Tal exclu­sividad en la soberanía se funda en la necesidad de pre­venir daños o agresiones que pueden causarse desde la más remota altura. Fuera de los límites de cualquier Es­tado, que incluyen sus aguas jurisdiccionales, la aerona­ve está sometida a su pabellón, pues el espacio aéreo si­tuado encima de la alta mar es libre. La soberanía del aire no comprende el derecho de interferir el paso de las ondas hertzianas.

A las aeronaves se les atribuye la naturaleza de inmuebles, por su hipotecabilidad, su registro y matrícula y el control de su desplazamiento, a semejanza de las naves. Su nacionalidad y su régimen de desplazamiento están determinados por convenciones internacionales; de­ben efectuar su tránsito por aquellas zonas fronterizas previamente autorizadas por el Estado subyacente. De las libertades del aire, reconocidas por la convención de Chicago, de 1944, en la práctica rigen solamente dos: el de­recho de sobrevolar y el de aterrizaje técnico, o sea por necesidad de combustible o por averías. El estableci­miento de líneas de aeronavegación continúa sujeto a los acuerdos internacionales, generalmente bilaterales, que cada país quiera pactar.

Los viajes al espacio que, tripulados o teledirigidos, se han realizado desde 1957, han puesto a la luz la necesidad de una regulación legal de las naves espaciales y las actividades en el espacio. Así, las Naciones Unidas nombraron en 1959 un Comité para el uso pacífico del espacio exterior.

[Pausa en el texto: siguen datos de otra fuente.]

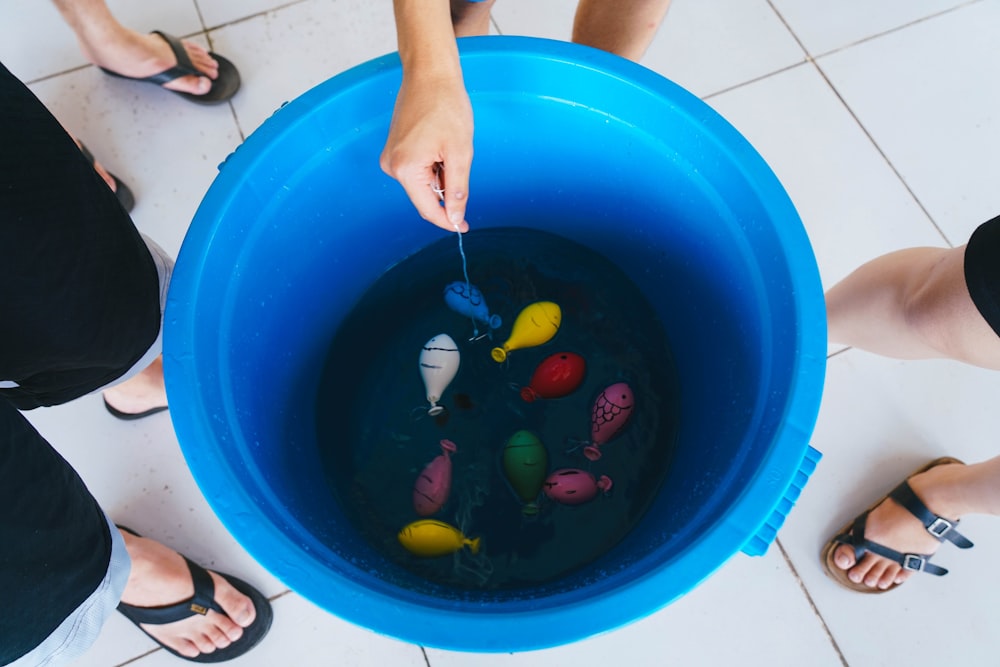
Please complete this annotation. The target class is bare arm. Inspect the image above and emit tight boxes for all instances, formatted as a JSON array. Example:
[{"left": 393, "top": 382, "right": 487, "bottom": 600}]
[{"left": 381, "top": 0, "right": 473, "bottom": 232}]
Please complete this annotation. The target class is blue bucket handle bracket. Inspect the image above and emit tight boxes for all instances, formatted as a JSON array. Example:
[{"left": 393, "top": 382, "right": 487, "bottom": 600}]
[{"left": 742, "top": 446, "right": 823, "bottom": 556}]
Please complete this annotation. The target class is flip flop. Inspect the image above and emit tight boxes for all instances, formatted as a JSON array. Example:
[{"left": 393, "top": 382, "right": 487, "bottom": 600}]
[
  {"left": 118, "top": 526, "right": 274, "bottom": 663},
  {"left": 822, "top": 456, "right": 972, "bottom": 593},
  {"left": 101, "top": 30, "right": 240, "bottom": 104},
  {"left": 104, "top": 399, "right": 170, "bottom": 421},
  {"left": 80, "top": 141, "right": 135, "bottom": 213}
]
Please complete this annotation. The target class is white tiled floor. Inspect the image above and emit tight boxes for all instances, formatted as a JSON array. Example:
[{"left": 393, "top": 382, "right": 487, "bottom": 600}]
[{"left": 0, "top": 0, "right": 1000, "bottom": 667}]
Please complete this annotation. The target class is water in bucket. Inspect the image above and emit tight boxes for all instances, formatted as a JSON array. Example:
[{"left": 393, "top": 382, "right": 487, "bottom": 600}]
[{"left": 317, "top": 228, "right": 679, "bottom": 590}]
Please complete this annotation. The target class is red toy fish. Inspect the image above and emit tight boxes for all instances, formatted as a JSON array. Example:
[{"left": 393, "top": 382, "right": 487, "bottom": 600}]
[
  {"left": 521, "top": 352, "right": 587, "bottom": 403},
  {"left": 413, "top": 440, "right": 458, "bottom": 516},
  {"left": 542, "top": 468, "right": 611, "bottom": 505},
  {"left": 583, "top": 382, "right": 635, "bottom": 461}
]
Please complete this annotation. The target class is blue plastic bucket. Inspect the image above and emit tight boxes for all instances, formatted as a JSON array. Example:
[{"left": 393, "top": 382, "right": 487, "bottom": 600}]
[{"left": 164, "top": 37, "right": 826, "bottom": 652}]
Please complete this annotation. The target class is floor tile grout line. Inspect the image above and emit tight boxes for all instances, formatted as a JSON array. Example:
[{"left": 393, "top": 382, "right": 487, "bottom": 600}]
[
  {"left": 792, "top": 0, "right": 983, "bottom": 58},
  {"left": 809, "top": 57, "right": 955, "bottom": 248},
  {"left": 774, "top": 539, "right": 849, "bottom": 667},
  {"left": 767, "top": 0, "right": 982, "bottom": 248}
]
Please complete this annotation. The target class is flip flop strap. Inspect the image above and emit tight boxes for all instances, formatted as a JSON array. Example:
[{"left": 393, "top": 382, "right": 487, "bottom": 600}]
[
  {"left": 834, "top": 512, "right": 948, "bottom": 577},
  {"left": 118, "top": 558, "right": 226, "bottom": 625},
  {"left": 101, "top": 30, "right": 206, "bottom": 86},
  {"left": 889, "top": 481, "right": 972, "bottom": 549},
  {"left": 143, "top": 30, "right": 205, "bottom": 85}
]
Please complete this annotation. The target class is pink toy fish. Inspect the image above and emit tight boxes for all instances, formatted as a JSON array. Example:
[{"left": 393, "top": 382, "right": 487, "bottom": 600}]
[
  {"left": 542, "top": 468, "right": 611, "bottom": 505},
  {"left": 413, "top": 440, "right": 458, "bottom": 516},
  {"left": 583, "top": 382, "right": 635, "bottom": 461}
]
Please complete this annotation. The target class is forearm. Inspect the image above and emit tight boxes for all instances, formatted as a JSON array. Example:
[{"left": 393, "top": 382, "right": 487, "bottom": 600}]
[{"left": 393, "top": 0, "right": 462, "bottom": 81}]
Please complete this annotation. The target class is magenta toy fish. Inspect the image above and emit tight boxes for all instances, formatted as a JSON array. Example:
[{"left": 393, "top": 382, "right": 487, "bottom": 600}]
[
  {"left": 542, "top": 468, "right": 611, "bottom": 505},
  {"left": 583, "top": 382, "right": 635, "bottom": 461},
  {"left": 413, "top": 440, "right": 458, "bottom": 516}
]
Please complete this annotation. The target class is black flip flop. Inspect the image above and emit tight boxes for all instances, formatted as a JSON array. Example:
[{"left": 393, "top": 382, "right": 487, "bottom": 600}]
[
  {"left": 822, "top": 456, "right": 972, "bottom": 593},
  {"left": 101, "top": 30, "right": 240, "bottom": 104},
  {"left": 80, "top": 141, "right": 135, "bottom": 213},
  {"left": 118, "top": 526, "right": 274, "bottom": 663},
  {"left": 104, "top": 399, "right": 170, "bottom": 421}
]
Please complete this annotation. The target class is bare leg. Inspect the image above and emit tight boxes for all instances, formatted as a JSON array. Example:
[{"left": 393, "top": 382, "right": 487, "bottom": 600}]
[
  {"left": 826, "top": 240, "right": 1000, "bottom": 590},
  {"left": 451, "top": 0, "right": 495, "bottom": 37},
  {"left": 573, "top": 0, "right": 670, "bottom": 62},
  {"left": 834, "top": 456, "right": 1000, "bottom": 589},
  {"left": 826, "top": 246, "right": 1000, "bottom": 370},
  {"left": 53, "top": 0, "right": 219, "bottom": 95},
  {"left": 121, "top": 531, "right": 256, "bottom": 658},
  {"left": 104, "top": 356, "right": 167, "bottom": 414}
]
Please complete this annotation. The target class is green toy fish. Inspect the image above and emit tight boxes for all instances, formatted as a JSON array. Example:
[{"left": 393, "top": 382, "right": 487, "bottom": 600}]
[{"left": 503, "top": 430, "right": 549, "bottom": 514}]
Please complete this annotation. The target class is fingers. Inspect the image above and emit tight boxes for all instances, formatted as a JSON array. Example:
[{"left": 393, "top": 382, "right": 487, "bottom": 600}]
[
  {"left": 382, "top": 156, "right": 469, "bottom": 234},
  {"left": 390, "top": 168, "right": 469, "bottom": 232},
  {"left": 440, "top": 156, "right": 472, "bottom": 234}
]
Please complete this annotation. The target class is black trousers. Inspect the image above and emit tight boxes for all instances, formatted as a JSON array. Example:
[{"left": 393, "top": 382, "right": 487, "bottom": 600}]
[{"left": 0, "top": 65, "right": 160, "bottom": 665}]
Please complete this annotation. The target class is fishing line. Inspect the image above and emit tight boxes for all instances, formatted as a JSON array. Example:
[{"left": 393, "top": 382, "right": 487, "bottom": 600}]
[{"left": 431, "top": 162, "right": 479, "bottom": 340}]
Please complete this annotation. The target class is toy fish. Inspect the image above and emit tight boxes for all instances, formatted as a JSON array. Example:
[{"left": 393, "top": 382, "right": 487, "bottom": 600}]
[
  {"left": 397, "top": 519, "right": 479, "bottom": 558},
  {"left": 444, "top": 280, "right": 503, "bottom": 329},
  {"left": 583, "top": 382, "right": 635, "bottom": 461},
  {"left": 413, "top": 440, "right": 458, "bottom": 516},
  {"left": 420, "top": 334, "right": 461, "bottom": 416},
  {"left": 542, "top": 468, "right": 611, "bottom": 505},
  {"left": 490, "top": 301, "right": 562, "bottom": 363},
  {"left": 521, "top": 352, "right": 587, "bottom": 403},
  {"left": 503, "top": 430, "right": 549, "bottom": 514}
]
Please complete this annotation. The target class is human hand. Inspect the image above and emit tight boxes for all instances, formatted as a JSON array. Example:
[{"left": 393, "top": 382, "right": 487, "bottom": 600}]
[{"left": 380, "top": 76, "right": 473, "bottom": 233}]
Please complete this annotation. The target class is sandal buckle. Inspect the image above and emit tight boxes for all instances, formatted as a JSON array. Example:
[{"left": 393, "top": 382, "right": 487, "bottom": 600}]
[{"left": 927, "top": 517, "right": 955, "bottom": 540}]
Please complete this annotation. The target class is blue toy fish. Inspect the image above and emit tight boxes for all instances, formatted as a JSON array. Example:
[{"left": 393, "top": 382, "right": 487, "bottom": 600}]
[{"left": 444, "top": 280, "right": 501, "bottom": 329}]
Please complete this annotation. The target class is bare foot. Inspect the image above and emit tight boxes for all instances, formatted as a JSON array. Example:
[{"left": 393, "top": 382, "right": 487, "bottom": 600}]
[
  {"left": 834, "top": 464, "right": 964, "bottom": 590},
  {"left": 121, "top": 530, "right": 256, "bottom": 658},
  {"left": 81, "top": 28, "right": 219, "bottom": 95},
  {"left": 104, "top": 356, "right": 167, "bottom": 414}
]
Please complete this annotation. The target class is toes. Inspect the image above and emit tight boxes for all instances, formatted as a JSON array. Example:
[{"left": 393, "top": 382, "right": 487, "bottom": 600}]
[
  {"left": 833, "top": 544, "right": 854, "bottom": 570},
  {"left": 847, "top": 553, "right": 881, "bottom": 584},
  {"left": 865, "top": 560, "right": 899, "bottom": 590},
  {"left": 209, "top": 572, "right": 257, "bottom": 638}
]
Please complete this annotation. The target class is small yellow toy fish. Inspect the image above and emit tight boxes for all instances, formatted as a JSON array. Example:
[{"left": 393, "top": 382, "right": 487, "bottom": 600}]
[
  {"left": 490, "top": 301, "right": 562, "bottom": 363},
  {"left": 398, "top": 519, "right": 479, "bottom": 558}
]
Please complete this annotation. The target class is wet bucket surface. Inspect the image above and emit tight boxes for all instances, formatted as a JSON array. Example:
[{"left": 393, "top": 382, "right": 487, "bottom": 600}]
[{"left": 164, "top": 37, "right": 826, "bottom": 652}]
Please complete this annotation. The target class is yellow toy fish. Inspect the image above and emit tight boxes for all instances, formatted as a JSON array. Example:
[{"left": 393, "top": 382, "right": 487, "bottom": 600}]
[
  {"left": 490, "top": 301, "right": 562, "bottom": 363},
  {"left": 398, "top": 519, "right": 479, "bottom": 558}
]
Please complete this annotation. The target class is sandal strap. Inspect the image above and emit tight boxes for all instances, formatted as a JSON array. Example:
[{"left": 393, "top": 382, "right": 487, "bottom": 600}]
[
  {"left": 118, "top": 557, "right": 226, "bottom": 625},
  {"left": 889, "top": 481, "right": 972, "bottom": 549},
  {"left": 101, "top": 30, "right": 205, "bottom": 86},
  {"left": 144, "top": 30, "right": 205, "bottom": 85},
  {"left": 833, "top": 512, "right": 948, "bottom": 577}
]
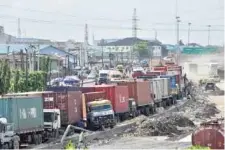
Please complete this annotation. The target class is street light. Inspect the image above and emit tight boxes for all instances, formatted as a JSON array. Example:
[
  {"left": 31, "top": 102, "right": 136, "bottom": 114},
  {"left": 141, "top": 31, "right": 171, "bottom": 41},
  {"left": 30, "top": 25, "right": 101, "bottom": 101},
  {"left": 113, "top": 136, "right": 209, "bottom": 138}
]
[
  {"left": 188, "top": 22, "right": 191, "bottom": 45},
  {"left": 153, "top": 29, "right": 157, "bottom": 40},
  {"left": 208, "top": 25, "right": 211, "bottom": 46},
  {"left": 100, "top": 39, "right": 105, "bottom": 68},
  {"left": 176, "top": 16, "right": 181, "bottom": 65}
]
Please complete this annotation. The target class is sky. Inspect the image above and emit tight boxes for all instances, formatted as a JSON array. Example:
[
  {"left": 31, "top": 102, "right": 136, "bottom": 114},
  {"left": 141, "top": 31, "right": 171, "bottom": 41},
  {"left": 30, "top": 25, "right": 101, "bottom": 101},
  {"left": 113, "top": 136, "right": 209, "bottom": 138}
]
[{"left": 0, "top": 0, "right": 224, "bottom": 45}]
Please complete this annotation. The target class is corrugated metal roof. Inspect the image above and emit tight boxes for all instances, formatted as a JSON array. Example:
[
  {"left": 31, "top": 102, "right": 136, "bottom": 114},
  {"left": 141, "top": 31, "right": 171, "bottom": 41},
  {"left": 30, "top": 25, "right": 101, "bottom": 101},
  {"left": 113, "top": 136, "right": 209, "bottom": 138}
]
[{"left": 0, "top": 44, "right": 49, "bottom": 54}]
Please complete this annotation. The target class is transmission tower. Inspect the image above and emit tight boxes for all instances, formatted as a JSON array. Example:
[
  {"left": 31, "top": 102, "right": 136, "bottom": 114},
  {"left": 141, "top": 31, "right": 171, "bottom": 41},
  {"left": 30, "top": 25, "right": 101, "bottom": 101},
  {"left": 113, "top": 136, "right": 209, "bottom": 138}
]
[
  {"left": 132, "top": 8, "right": 138, "bottom": 38},
  {"left": 17, "top": 18, "right": 21, "bottom": 38}
]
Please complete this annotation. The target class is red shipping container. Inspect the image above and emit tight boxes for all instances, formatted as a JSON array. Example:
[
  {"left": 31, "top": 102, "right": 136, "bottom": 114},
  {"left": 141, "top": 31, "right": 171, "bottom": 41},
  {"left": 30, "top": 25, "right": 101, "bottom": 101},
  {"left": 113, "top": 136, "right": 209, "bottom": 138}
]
[
  {"left": 80, "top": 86, "right": 95, "bottom": 93},
  {"left": 192, "top": 120, "right": 224, "bottom": 149},
  {"left": 118, "top": 81, "right": 154, "bottom": 106},
  {"left": 95, "top": 85, "right": 129, "bottom": 113},
  {"left": 43, "top": 91, "right": 82, "bottom": 125},
  {"left": 84, "top": 91, "right": 106, "bottom": 103}
]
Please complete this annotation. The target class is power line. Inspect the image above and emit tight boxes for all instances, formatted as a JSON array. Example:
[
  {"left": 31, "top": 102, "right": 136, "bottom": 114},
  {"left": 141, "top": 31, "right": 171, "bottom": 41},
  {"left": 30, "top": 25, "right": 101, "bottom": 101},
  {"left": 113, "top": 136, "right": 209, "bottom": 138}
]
[{"left": 0, "top": 15, "right": 224, "bottom": 32}]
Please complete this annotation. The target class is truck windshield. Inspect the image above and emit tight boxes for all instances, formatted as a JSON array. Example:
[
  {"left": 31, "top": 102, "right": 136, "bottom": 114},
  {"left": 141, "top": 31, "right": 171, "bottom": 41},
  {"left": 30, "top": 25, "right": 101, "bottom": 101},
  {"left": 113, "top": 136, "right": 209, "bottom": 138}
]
[
  {"left": 90, "top": 105, "right": 112, "bottom": 112},
  {"left": 112, "top": 74, "right": 121, "bottom": 78},
  {"left": 100, "top": 73, "right": 108, "bottom": 78},
  {"left": 44, "top": 112, "right": 57, "bottom": 122}
]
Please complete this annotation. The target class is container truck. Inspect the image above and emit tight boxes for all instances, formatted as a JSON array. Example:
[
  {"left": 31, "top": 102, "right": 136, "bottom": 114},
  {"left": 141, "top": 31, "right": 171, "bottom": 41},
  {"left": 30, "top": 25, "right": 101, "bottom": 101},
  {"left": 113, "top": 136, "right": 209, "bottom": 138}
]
[
  {"left": 160, "top": 75, "right": 180, "bottom": 103},
  {"left": 0, "top": 95, "right": 51, "bottom": 147},
  {"left": 117, "top": 80, "right": 155, "bottom": 116},
  {"left": 94, "top": 85, "right": 130, "bottom": 121},
  {"left": 82, "top": 92, "right": 116, "bottom": 130},
  {"left": 149, "top": 78, "right": 164, "bottom": 107}
]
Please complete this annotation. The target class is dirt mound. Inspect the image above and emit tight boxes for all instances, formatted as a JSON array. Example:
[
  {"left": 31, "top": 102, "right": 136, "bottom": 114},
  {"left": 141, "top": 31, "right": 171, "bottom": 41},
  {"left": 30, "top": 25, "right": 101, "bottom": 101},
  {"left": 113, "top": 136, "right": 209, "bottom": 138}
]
[
  {"left": 125, "top": 113, "right": 195, "bottom": 136},
  {"left": 195, "top": 104, "right": 220, "bottom": 118}
]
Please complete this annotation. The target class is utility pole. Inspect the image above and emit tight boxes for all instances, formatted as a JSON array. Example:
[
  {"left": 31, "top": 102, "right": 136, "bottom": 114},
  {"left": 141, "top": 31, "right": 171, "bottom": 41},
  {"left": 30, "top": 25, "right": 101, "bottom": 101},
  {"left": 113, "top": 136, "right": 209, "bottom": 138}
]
[
  {"left": 208, "top": 25, "right": 211, "bottom": 46},
  {"left": 188, "top": 22, "right": 191, "bottom": 45},
  {"left": 130, "top": 8, "right": 138, "bottom": 62},
  {"left": 101, "top": 39, "right": 105, "bottom": 69},
  {"left": 25, "top": 48, "right": 28, "bottom": 92},
  {"left": 153, "top": 29, "right": 157, "bottom": 40},
  {"left": 176, "top": 16, "right": 180, "bottom": 65}
]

Las perspectivas que la navegación espacial abre a los pueblos exigen una participación total de la humani­dad. Una comisión de Naciones Unidas formuló reglas para el espacio cósmico o extra-atmosférico y para los cuerpos celestes que lleguen a ser ocupados. “Para be­neficio de todas las naciones del mundo”, o sea con al­cance universal, el Tratado de 27 de enero de 1967, aus­piciado por Resolución expresa de Naciones Unidas, constituye derecho del espacio ultraterrestre y consagra que la Humanidad entera es él sujeto, en dimensión cós­mica, para el Derecho Internacional.

El Tratado para el espacio exterior codificó principios aceptados por el Derecho internacional relativos al espacio exterior y estableció la proposición según la cual, el espacio exterior no puede ser objeto de apropiación nacional y sólo puede ser destinado a fines pacíficos (proposición que fue cuestionada a principios de la década de 1980 por el presidente de los Estados Unidos, Ronald Reagan, y su Iniciativa de Defensa Estratégica basada en el espacio). En 1968 se firmó un tratado sobre el rescate y retorno a tierra de los astronautas y la recuperación de los objetos enviados al espacio.

También se contempla en este tratado el regreso seguro e inmediato al país que efectuó el lanzamiento, de cualquier cosmonauta, nave espacial o cualquier otro componente o parte que aterriza en el territorio de otro país firmante del acuerdo, como consecuencia de un accidente u otras emergencias.

En 1971, en el seno de las Naciones Unidas, se adoptó un tratado sobre responsabilidad en el espacio, de acuerdo con el cual la nación desde la que se produce el lanzamiento es responsable por entero, y debe indemnizar cualquier daño, lesión o pérdidas de vidas que produzcan los objetos lanzados al espacio desde ese país.

Desde la sanción de un tratado de 1971 se requiere registrar en las Naciones Unidas cualquier objeto espacial. En 1979 se concluyó un tratado sobre la explotación comercial de la luna, que ha estado rodeado de controversia y todavía no se ha ratificado por diversas naciones entre las que destaca los Estados Unidos.

Este país, por otro lado, ha realizado diversos tratados bilaterales sobre bases espaciales, satélites de comunicaciones y el uso de los datos obtenidos por esta vía.